- 180 -

 

 

Zestig dagen?!

Haha. Je schrikt. Die zestig dagen waren geen recht, hé. Oefeningen en zo beletten me al mijn verlof op te gebruiken. Het werd zelfs door hogere officieren kwalijk genomen als een jonge officier meer dan vijfenveertig verlofdagen te pakken kreeg. Dat wees op 'desinteresse' voor zijn job. En nog iets: als een officier een maand verlof nam, moest hij dertig dagen in rekening brengen. Dus de weekends en feestdagen werden in één stuk meegerekend. Een onderofficier daarentegen had récht op verlof. Dat was eenentwintig dagen per jaar. Veel minder dus. Maar voor hem werd slechts het aantal werkdagen in rekening gebracht.

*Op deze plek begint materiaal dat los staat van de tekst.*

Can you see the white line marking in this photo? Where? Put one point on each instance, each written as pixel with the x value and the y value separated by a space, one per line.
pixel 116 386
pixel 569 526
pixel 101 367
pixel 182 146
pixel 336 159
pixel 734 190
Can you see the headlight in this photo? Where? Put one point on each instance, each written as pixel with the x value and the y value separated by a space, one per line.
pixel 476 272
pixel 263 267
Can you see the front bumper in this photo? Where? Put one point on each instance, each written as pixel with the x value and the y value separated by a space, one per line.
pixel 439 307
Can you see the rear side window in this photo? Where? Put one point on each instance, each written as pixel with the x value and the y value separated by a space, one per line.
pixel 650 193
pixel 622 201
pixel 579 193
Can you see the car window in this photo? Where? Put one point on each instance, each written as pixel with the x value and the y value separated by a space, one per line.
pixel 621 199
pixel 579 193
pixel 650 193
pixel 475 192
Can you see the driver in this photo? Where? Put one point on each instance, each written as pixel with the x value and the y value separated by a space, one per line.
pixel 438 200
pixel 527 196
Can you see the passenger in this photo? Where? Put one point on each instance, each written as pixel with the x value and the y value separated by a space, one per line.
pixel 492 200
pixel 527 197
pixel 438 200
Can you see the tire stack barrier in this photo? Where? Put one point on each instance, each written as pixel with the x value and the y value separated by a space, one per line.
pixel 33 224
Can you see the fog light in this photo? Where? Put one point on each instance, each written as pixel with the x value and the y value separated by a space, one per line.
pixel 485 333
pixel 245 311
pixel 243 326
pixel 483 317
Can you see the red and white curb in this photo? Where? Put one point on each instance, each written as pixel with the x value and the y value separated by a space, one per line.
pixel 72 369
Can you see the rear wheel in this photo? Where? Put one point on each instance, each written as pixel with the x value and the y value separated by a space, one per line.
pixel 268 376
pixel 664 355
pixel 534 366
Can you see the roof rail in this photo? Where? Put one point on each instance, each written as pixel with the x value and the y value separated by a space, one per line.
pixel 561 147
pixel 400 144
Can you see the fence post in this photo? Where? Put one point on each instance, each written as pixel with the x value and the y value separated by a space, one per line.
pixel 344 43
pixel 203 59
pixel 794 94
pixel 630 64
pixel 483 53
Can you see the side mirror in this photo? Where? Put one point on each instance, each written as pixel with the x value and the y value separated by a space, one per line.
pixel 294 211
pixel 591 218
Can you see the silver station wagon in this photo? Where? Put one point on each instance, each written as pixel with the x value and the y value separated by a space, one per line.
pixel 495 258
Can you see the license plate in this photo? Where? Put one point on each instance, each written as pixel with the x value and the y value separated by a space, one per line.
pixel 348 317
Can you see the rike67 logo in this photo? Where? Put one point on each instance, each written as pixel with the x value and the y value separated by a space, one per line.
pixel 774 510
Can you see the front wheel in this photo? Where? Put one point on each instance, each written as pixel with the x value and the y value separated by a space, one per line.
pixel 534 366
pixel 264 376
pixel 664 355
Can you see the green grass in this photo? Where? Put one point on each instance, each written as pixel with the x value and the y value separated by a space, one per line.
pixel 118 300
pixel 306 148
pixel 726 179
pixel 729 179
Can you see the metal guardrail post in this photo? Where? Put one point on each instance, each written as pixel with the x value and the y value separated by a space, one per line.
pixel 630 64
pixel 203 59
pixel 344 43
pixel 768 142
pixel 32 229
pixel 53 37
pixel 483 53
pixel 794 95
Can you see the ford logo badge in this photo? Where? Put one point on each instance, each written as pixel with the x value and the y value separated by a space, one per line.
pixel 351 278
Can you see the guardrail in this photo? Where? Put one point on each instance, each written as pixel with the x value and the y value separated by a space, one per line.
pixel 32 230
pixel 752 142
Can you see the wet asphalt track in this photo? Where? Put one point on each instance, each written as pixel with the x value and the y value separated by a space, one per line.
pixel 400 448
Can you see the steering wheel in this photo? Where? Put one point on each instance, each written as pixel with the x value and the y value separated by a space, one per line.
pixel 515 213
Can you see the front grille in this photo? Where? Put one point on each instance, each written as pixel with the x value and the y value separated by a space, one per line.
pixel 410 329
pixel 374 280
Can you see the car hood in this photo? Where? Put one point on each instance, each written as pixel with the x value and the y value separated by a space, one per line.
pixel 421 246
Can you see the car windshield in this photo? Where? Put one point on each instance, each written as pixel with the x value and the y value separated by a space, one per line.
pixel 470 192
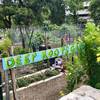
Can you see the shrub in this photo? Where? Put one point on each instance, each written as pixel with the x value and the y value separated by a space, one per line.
pixel 22 82
pixel 4 54
pixel 50 73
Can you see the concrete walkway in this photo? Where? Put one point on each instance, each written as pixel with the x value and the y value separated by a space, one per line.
pixel 83 93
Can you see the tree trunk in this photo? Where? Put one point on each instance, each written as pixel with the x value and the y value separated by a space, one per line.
pixel 75 17
pixel 22 37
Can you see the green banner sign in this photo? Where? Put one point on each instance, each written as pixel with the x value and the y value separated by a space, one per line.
pixel 24 59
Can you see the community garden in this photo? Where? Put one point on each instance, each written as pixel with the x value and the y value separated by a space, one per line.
pixel 34 34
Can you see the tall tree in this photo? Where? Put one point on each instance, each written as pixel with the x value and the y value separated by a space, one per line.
pixel 73 6
pixel 95 10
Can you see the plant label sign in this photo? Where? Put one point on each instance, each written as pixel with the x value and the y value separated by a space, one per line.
pixel 24 59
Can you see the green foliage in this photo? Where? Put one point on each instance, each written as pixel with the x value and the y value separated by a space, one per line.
pixel 50 73
pixel 75 74
pixel 4 54
pixel 23 16
pixel 38 39
pixel 73 6
pixel 92 43
pixel 22 82
pixel 19 50
pixel 95 10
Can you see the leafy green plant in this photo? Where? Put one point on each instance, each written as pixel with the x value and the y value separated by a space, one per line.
pixel 91 39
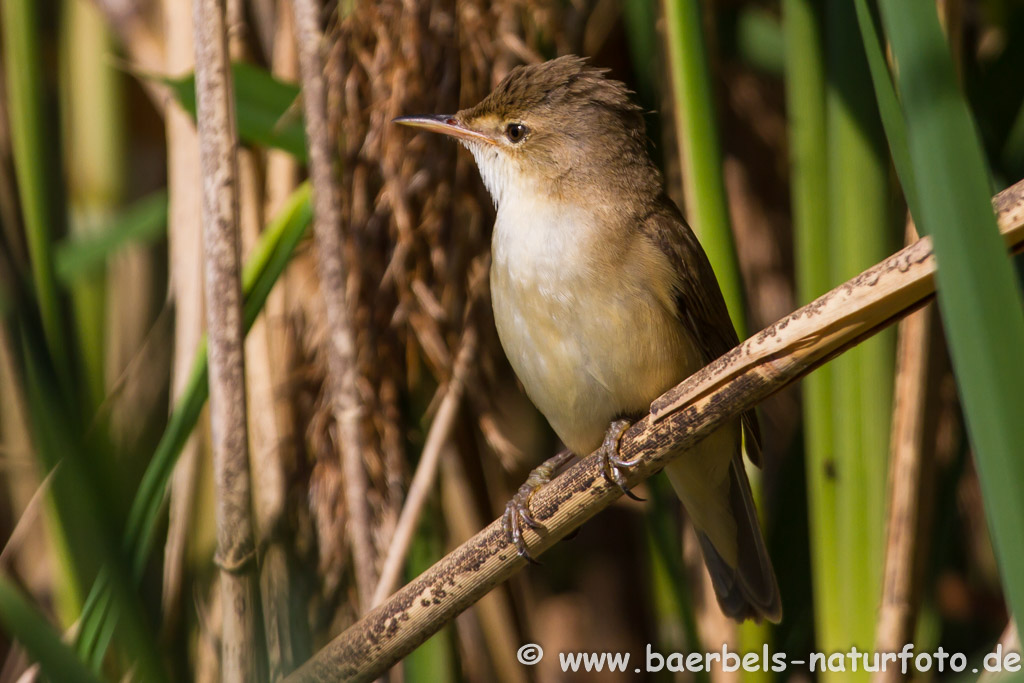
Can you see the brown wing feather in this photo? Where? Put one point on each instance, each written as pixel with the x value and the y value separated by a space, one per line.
pixel 699 305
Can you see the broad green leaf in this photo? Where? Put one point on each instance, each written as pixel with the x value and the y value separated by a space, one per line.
pixel 889 109
pixel 268 111
pixel 978 294
pixel 23 621
pixel 142 222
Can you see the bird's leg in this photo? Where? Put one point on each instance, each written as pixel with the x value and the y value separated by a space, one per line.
pixel 517 512
pixel 612 464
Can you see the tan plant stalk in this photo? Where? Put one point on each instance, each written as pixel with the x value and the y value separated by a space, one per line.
pixel 346 407
pixel 761 366
pixel 495 610
pixel 909 486
pixel 184 239
pixel 218 140
pixel 426 470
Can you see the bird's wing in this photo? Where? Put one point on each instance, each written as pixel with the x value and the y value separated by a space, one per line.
pixel 699 305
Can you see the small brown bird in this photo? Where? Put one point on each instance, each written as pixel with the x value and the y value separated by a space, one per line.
pixel 603 298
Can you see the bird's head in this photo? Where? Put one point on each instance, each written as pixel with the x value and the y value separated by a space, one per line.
pixel 559 127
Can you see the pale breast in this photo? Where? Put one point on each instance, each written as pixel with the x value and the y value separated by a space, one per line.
pixel 590 337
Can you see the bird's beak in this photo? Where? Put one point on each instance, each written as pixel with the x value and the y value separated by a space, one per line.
pixel 446 124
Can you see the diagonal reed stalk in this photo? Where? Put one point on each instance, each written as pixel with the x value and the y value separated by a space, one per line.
pixel 764 364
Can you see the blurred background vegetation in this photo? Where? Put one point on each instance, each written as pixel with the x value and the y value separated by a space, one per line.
pixel 797 158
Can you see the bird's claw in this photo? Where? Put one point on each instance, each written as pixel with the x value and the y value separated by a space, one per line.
pixel 612 464
pixel 517 512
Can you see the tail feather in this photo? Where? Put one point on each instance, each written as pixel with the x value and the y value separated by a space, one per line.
pixel 750 589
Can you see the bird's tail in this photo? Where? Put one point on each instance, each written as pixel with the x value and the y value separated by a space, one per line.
pixel 730 537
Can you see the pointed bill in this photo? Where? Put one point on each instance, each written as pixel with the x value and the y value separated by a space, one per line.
pixel 444 123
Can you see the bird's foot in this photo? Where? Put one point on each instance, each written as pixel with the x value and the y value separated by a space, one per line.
pixel 517 512
pixel 612 464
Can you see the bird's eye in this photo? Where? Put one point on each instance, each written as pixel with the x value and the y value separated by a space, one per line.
pixel 515 132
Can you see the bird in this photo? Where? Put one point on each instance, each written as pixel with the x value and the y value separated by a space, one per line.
pixel 603 298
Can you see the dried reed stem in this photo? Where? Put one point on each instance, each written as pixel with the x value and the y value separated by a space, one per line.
pixel 144 48
pixel 341 345
pixel 184 237
pixel 905 545
pixel 426 470
pixel 761 366
pixel 218 141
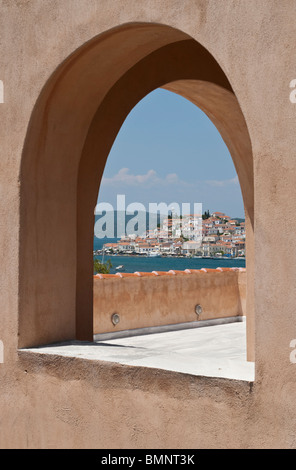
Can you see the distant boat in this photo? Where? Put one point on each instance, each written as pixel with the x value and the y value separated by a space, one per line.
pixel 120 267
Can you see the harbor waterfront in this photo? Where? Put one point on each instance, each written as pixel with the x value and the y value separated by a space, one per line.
pixel 143 263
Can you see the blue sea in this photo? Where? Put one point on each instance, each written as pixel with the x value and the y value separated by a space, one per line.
pixel 146 264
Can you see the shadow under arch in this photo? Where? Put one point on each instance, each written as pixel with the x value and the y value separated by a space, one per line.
pixel 73 126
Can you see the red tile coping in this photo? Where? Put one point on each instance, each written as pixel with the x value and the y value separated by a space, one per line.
pixel 172 272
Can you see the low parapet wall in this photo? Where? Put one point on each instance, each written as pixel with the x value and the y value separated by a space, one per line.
pixel 143 300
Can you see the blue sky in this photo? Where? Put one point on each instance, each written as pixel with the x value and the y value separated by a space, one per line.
pixel 169 151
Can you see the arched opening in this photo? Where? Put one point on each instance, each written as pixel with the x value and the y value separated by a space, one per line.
pixel 74 123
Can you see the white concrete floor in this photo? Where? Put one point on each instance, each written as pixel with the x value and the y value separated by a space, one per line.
pixel 213 351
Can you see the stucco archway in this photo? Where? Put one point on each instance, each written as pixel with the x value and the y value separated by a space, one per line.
pixel 73 126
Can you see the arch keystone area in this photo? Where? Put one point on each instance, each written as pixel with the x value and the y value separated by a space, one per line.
pixel 72 128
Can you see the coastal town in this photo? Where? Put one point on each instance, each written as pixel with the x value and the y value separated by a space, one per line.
pixel 214 235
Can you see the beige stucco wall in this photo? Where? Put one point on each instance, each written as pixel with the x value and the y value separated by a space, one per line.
pixel 56 402
pixel 166 299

Dus met vijftien verlofdagen was hij drie weken thuis.

 

En wat deed je in je verlof? Reizen?

Ik reisde wel. Met mijn gezin natuurlijk. Monique wilde in 't begin van ons huwelijk enkel naar Blankenberge. Dat was ze als kind gewend met haar ouders. Die brachten hun vakantie altijd maar door in Blankenberge. Blankenberge en nog eens Blankenberge. Een schoon kuststadje, dat wel. Maar altijd dat zelfde. Om zot van te worden! 't Buitenland was voor hen... veel te ver. Duistland... veel te ver. Frankrijk... veel te ver. Met veel diplomatie en overtuigingskracht kreeg ik Monique in 1970 toch zover, dat ik mijn verlof met haar al kon doorbrengen gedeeltelijk in Blankenberge en gedeeltelijk in Zwitserland, meer bepaald in Lugano. En in 1971 had ik, na een zware cumul bij 'IJzeren Hand', het geluk dat ze al durfde meerijden naar Italië.

 

En schilderen?

Schilderen deed ik toen nog niet. Maar ik verdiepte me wel in kunst. Ik bleef de evolutie in de schilderkunst volgen en begon me begin 1970 ook in de muziek te verdiepen. Toen Sven meer dan een jaar voordien was geboren, had ik mijn echtgenote een volautomatische stereopick-up ten geschenke aangeboden. Hiermee beluisterde ik de muziek van grote meesters, zoals Wagner, Beethoven, Verdi, Strauss, enzovoort. Omdat muziek mijn specialiteit niet is, wilde ik me toeleggen op één musicus. En hoewel ik Beethoven graag hoorde, verkoos ik Wagner. Ik kreeg kippenvel van zijn overdonderende muziek, die kon omslaan van uitbundigheid naar neerslachtigheid en terug naar uitbundigheid. Machtig! Om hem en zijn werken nog beter te begrijpen, las ik zijn biografie in het boek van Loeser. En toen besefte ik dat Wagner een fenomenale geest was.

 

Weet jij dat zijn muziek verdoemd werd omdat hij de favoriet was van Hitler?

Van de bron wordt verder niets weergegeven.